时间紧迫,玄逸却忽然搂住白若启的腰,低语道:“对不住了,殿下。”
白若启还没来得及询问,玄逸就附上了自已的唇。并随手召唤出冰镜,只在一瞬,二人便消失了。
等玄逸放开白若启时,他们已身处北境。
“阿逸,你这法术是空间类吗,为什么之前不见你用。”白若启惊喜万分,他的小狼果然厉害。
玄逸摸了摸鼻尖,随便找了个借口敷衍过去。否则他要承认当初是自已伤了白煜?或是承认是自已费尽心思才如愿与他成了亲?若不是时间紧迫,他可以一辈子不用灵渊镜。
回到北境后,乌度的体热逐渐退去,但不知是伤的太重还是其他,迟迟未曾醒来,被刘伯一直用药吊着,却也无能为力。
“父王,求您看看乌度吧。”
自白煜退位后,他就去为祖先们守墓,不问世事。他知道自已命不久矣,若是悄无声息的离开,倒也不错。可白若启的呼喊,让他终是放心不下。

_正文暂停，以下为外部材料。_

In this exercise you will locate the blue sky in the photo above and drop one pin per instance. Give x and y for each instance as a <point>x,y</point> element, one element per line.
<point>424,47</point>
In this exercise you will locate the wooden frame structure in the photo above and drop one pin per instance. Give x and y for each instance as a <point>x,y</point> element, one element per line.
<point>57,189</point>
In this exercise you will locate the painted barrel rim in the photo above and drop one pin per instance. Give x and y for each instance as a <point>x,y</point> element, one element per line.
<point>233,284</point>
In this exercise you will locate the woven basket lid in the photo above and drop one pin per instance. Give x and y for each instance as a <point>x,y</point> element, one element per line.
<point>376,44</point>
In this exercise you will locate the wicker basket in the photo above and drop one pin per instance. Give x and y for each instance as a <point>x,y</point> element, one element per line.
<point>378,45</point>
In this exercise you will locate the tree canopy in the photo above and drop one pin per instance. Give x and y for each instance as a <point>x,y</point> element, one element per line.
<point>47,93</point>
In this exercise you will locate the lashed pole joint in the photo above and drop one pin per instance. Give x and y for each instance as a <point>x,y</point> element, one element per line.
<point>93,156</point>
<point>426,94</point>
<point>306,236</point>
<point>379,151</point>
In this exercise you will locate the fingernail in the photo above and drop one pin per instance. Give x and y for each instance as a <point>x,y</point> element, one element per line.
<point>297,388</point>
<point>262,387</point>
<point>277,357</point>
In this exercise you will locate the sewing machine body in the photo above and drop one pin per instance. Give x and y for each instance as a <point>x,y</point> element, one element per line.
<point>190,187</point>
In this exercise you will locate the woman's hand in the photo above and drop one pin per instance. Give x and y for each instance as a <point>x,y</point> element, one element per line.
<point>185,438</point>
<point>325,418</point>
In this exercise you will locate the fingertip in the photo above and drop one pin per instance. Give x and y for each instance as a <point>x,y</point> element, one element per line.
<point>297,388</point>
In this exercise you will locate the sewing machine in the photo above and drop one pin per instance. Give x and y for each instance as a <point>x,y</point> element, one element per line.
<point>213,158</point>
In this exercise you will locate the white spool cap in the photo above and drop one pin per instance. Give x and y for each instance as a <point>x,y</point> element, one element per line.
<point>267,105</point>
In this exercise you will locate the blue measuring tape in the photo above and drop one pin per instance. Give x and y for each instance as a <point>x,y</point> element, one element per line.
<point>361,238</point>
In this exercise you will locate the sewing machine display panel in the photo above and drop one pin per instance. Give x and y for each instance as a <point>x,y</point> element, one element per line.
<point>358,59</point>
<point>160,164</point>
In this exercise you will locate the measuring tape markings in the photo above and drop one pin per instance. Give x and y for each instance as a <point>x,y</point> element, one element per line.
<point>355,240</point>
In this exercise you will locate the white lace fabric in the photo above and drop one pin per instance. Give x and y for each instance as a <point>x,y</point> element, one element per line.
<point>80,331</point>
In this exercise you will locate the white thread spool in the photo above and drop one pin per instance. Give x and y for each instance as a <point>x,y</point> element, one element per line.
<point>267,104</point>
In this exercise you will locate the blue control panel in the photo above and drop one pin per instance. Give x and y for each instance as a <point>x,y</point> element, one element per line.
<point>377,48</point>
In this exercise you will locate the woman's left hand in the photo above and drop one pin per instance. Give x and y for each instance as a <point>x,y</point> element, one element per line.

询问过事情经过后,白煜眉头深锁,好似能夹死一只蚊子:“你是说法阵吸取了他的心头血?”
白若启点头道:“是,蛇王还说这是失传已久的法阵,并不完整。父王,乌度可是要不行了?”
乌度此时哼唧个不停,玄逸轻拍了拍他毛绒绒的脑袋:“老实点,说你两句怎么了?”
乌度呜咽的委屈两下,你才不行了。
白煜从怀中掏出一枚戒指戴在手上,戒指上有一处凹陷,只轻轻一点,一枚丹药出现在手中。